Da qualche anno abbiamo preso un campo fuori dal paese che possiamo raggiungere in macchina o a piedi dopo una passeggiata di mezzora,
è in una posizione che amo, su una collina, affacciato su due versanti con panorami sempre differenti.
Quando ci passo una giornata per pulirlo, lavorare l’orto, curare il frutteto, il tempo passa diversamente, la stanchezza è differente.
Anche i bambini, quando vengono, non andrebbero più via.
Siamo a Febbraio, è il momento di preparare l’orto per le nuove semine, così,l’altro giorno, assieme a figli e ai loro amici siamo passati a dare un’occhiata al campo.
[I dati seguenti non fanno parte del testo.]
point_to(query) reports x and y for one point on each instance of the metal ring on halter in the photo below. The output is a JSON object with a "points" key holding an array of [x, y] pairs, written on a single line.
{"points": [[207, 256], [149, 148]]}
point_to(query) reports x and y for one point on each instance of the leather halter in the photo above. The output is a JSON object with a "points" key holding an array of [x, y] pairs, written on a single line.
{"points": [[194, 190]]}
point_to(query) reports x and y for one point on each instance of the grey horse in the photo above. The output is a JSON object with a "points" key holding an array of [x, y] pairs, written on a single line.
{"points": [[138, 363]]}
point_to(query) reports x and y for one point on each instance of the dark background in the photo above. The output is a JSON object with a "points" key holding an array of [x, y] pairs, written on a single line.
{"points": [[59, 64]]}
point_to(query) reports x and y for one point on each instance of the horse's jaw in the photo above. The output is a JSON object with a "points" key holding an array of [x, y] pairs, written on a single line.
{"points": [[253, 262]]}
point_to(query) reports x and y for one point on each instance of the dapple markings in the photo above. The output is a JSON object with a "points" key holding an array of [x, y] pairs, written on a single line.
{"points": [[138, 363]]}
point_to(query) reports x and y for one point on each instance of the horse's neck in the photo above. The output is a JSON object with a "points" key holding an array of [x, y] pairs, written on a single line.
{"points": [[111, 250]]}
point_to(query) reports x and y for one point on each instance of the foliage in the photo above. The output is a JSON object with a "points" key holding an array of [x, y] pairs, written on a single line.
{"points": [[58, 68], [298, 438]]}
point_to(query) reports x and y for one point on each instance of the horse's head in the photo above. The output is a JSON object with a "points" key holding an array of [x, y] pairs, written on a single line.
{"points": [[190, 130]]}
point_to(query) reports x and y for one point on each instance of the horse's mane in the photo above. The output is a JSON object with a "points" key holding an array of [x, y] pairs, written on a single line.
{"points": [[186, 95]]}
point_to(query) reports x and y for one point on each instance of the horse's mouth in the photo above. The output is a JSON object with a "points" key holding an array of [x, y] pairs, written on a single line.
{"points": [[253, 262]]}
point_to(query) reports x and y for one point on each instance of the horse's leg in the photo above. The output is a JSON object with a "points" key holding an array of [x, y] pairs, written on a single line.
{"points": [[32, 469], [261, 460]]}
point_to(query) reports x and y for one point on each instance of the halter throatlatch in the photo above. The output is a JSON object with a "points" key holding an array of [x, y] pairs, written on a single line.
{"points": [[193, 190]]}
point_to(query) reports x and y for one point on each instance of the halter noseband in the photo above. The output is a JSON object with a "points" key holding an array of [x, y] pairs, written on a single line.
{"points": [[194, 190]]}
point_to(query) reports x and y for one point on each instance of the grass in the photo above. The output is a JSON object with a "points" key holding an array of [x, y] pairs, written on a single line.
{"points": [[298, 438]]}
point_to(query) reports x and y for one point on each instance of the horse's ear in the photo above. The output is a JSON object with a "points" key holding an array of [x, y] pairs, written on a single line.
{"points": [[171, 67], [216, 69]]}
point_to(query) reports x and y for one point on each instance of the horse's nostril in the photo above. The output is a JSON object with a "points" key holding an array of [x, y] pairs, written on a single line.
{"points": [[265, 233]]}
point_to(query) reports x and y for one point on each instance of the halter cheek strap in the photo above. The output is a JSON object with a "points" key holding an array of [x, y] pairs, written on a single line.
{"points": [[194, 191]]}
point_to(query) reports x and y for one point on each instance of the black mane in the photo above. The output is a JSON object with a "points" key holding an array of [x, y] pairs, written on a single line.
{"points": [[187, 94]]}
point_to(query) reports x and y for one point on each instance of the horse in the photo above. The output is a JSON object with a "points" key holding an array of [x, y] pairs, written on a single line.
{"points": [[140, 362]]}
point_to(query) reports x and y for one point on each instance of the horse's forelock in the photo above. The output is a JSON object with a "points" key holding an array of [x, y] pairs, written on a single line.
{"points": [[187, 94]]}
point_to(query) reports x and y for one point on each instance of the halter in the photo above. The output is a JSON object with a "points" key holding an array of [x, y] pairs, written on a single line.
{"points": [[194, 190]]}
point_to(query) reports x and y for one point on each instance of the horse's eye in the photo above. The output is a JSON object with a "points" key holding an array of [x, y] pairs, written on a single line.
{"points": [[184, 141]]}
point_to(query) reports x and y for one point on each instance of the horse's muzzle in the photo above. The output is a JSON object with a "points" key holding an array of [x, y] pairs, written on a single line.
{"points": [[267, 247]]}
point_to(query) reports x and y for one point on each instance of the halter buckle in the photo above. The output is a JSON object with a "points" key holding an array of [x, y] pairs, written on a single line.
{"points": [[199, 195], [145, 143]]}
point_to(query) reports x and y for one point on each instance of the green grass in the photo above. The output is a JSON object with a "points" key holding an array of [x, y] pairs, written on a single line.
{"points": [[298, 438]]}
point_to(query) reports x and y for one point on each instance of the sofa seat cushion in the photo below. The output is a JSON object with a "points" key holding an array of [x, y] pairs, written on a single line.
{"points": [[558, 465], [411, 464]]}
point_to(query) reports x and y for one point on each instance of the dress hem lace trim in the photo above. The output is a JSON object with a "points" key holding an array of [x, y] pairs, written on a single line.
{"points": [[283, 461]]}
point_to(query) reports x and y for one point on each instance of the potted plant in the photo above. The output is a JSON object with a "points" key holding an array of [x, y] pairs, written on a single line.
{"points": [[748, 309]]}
E’ ormai pomeriggio inoltrato, siamo quasi al tramonto, mi fermo a guardare l’orizzonte, fantasticando sulle nuove colture ma attorno a me non c’è più nessuno… dove sono i ragazzi?
Spariti?
No, sono tutti arrampicati sul grande ciliegio, ognuno già calato in un personaggio fantastico, avventuriero, pirata, sguattero e così via, in un attimo sono lontani, in un luogo che da tempo non visito più.
Ammetto, li invidio, primo non riesco ad arrampicarmi neanche al primo ramo e poi…la fantasia è un po’ arrugginita.
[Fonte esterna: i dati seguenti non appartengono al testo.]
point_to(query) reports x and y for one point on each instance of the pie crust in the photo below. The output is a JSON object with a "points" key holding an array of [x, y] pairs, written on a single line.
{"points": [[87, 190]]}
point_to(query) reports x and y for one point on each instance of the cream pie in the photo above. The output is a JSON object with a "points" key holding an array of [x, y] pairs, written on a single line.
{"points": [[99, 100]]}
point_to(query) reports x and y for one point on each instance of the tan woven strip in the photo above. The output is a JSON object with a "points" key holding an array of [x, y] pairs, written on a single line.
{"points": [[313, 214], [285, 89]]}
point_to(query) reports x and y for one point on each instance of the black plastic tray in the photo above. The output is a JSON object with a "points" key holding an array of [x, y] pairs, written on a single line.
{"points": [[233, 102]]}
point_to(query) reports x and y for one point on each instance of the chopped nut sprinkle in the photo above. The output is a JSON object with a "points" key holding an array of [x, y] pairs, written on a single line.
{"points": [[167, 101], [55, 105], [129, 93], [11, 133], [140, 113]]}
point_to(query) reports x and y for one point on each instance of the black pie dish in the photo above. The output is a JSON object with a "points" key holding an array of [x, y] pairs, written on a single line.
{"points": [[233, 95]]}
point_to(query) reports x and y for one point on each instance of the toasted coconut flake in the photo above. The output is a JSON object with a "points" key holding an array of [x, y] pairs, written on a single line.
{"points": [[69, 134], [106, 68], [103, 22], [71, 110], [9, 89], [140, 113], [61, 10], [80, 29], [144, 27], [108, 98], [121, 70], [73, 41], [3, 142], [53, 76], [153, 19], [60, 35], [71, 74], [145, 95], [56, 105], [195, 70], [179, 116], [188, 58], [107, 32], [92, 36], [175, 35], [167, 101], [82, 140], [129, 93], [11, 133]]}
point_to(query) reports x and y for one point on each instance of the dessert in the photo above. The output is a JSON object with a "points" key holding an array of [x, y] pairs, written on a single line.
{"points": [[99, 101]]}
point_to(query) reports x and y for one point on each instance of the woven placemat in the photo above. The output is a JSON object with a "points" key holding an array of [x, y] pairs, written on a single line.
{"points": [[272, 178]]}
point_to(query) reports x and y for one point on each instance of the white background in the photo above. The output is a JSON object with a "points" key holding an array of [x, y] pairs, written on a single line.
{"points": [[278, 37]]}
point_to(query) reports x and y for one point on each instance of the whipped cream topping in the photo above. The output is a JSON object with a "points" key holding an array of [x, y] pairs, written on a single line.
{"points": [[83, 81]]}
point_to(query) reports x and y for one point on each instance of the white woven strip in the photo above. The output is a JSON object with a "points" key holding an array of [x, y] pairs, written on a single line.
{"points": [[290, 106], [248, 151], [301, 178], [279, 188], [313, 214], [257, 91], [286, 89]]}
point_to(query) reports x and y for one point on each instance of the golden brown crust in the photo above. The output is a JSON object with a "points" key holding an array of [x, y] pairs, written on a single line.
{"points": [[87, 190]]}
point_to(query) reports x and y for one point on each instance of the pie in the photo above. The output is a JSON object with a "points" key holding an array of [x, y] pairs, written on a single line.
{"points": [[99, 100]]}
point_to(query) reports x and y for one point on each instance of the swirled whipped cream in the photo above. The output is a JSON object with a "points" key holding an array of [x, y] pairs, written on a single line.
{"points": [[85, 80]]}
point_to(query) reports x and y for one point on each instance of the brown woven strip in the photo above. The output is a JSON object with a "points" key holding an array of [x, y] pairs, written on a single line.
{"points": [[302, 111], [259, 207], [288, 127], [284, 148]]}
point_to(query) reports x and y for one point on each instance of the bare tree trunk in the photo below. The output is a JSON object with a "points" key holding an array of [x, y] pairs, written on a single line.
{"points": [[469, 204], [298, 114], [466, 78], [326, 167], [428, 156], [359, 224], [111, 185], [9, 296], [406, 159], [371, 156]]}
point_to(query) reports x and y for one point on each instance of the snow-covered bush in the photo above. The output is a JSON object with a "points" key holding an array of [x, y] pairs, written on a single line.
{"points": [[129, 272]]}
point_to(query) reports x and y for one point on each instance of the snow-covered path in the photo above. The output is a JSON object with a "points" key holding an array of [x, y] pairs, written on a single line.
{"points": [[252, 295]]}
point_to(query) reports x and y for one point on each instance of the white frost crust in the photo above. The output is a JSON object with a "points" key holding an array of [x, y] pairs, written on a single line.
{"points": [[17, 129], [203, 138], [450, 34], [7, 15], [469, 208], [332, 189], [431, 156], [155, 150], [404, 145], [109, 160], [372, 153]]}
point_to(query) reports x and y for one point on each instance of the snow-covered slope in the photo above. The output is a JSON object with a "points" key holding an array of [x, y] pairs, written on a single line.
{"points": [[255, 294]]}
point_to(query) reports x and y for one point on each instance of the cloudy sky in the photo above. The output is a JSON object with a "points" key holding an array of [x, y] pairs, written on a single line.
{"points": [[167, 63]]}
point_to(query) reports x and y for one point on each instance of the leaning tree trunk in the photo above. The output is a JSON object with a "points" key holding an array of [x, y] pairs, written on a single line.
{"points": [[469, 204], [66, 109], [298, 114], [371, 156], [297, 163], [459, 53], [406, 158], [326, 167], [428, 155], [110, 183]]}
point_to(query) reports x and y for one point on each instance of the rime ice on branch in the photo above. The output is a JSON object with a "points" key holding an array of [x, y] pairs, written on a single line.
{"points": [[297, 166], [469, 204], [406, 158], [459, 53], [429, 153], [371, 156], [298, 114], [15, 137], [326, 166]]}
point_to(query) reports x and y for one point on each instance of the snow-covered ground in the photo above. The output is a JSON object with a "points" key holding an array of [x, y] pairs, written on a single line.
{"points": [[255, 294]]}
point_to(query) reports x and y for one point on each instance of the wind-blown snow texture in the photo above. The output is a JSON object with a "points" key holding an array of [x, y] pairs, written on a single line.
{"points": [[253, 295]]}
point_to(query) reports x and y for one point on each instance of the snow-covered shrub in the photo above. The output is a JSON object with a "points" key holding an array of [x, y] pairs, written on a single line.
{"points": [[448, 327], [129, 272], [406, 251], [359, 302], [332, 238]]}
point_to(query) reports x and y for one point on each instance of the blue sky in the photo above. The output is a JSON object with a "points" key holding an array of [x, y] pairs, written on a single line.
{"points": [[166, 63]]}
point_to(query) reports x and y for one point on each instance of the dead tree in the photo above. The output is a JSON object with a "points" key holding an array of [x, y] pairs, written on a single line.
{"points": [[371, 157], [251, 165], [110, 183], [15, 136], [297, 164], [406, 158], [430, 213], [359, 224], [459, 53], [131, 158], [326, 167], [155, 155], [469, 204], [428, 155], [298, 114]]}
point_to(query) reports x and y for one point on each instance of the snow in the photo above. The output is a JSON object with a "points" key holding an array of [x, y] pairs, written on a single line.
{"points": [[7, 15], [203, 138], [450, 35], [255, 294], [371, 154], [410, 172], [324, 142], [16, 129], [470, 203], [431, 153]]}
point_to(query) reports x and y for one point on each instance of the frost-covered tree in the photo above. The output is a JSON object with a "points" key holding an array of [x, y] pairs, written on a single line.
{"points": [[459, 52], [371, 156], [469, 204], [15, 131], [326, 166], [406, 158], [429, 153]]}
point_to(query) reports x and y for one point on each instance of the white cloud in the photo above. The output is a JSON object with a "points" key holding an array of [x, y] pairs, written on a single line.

Prossimo esercizio: “oliare” la fantasia
Rimango a terra, mi corico nel prato, stranamente asciutto in questa stagione e mi raggiunge Dea, il cane che si corica cercando una carezza, e io accanto a lei comincio l’allenamento.
Guardo le nuvole,
quante forme… e così iniziano le storie, con un coniglio, un delfino che magicamente entrano in quella dei bambini fino a quando siamo interrotti dal suono delle campane, è ora di tornare.
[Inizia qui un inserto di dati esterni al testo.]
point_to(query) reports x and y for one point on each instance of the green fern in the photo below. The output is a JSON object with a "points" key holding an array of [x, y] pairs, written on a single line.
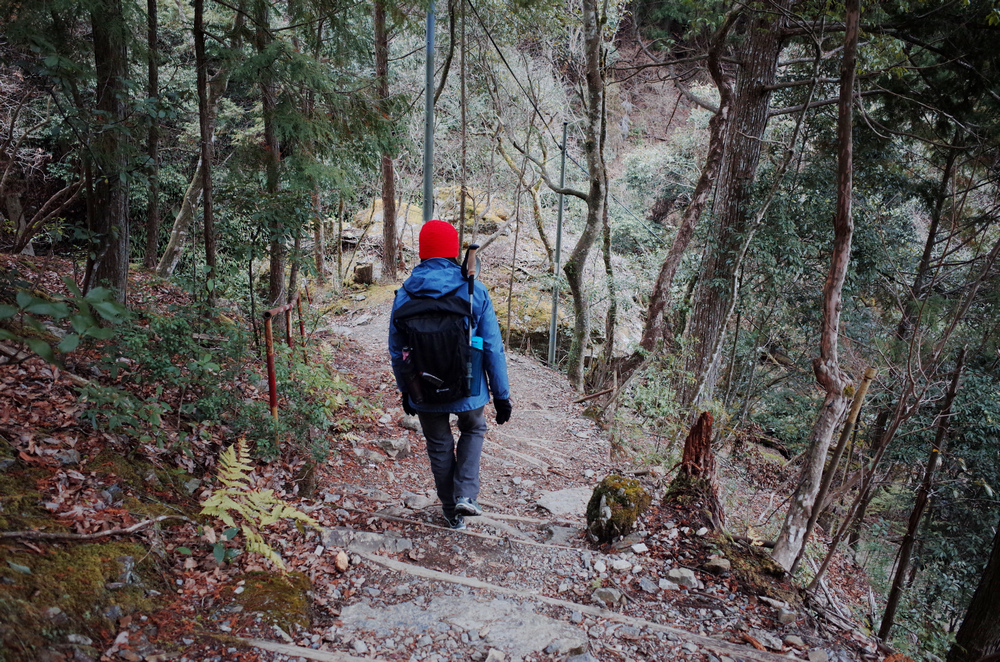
{"points": [[241, 507]]}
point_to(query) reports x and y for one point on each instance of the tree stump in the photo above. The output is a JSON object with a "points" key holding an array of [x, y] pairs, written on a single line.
{"points": [[695, 481], [364, 273]]}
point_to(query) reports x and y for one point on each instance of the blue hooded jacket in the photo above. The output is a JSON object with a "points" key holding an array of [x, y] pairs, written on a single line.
{"points": [[435, 278]]}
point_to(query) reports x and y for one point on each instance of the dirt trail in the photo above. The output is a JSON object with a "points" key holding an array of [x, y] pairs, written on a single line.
{"points": [[522, 583]]}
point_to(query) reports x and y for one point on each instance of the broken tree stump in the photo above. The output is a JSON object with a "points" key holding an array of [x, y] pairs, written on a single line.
{"points": [[694, 485]]}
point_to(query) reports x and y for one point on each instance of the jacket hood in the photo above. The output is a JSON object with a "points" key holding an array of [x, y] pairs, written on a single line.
{"points": [[435, 278]]}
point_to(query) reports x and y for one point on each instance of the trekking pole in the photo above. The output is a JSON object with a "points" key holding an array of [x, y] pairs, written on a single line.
{"points": [[469, 267]]}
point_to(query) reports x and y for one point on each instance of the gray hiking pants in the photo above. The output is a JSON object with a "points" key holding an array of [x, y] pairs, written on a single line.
{"points": [[455, 469]]}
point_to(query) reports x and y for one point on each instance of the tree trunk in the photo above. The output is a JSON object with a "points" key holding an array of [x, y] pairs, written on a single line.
{"points": [[389, 249], [153, 140], [277, 249], [205, 126], [919, 503], [319, 238], [820, 501], [714, 295], [827, 366], [980, 631], [575, 266], [192, 196], [696, 474], [658, 300], [110, 220], [918, 290], [181, 227]]}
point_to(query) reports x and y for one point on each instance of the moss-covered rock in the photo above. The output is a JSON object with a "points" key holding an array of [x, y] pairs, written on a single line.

Nessuno ha voglia di scendere dall’albero, li capisco, ma prometto che torneremo presto, anch’io non vedo l’ora.
Chiacchieriamo lungo la strada di ritorno, è una meraviglia ascoltarli, piano piano arriva buio, ma non è un problema, le storie continuano, i progetti e i desideri pure fino a casa, dove salutandosi si danno appuntamento al giorno dopo per un altro giro, un altro gioco, un’altra storia.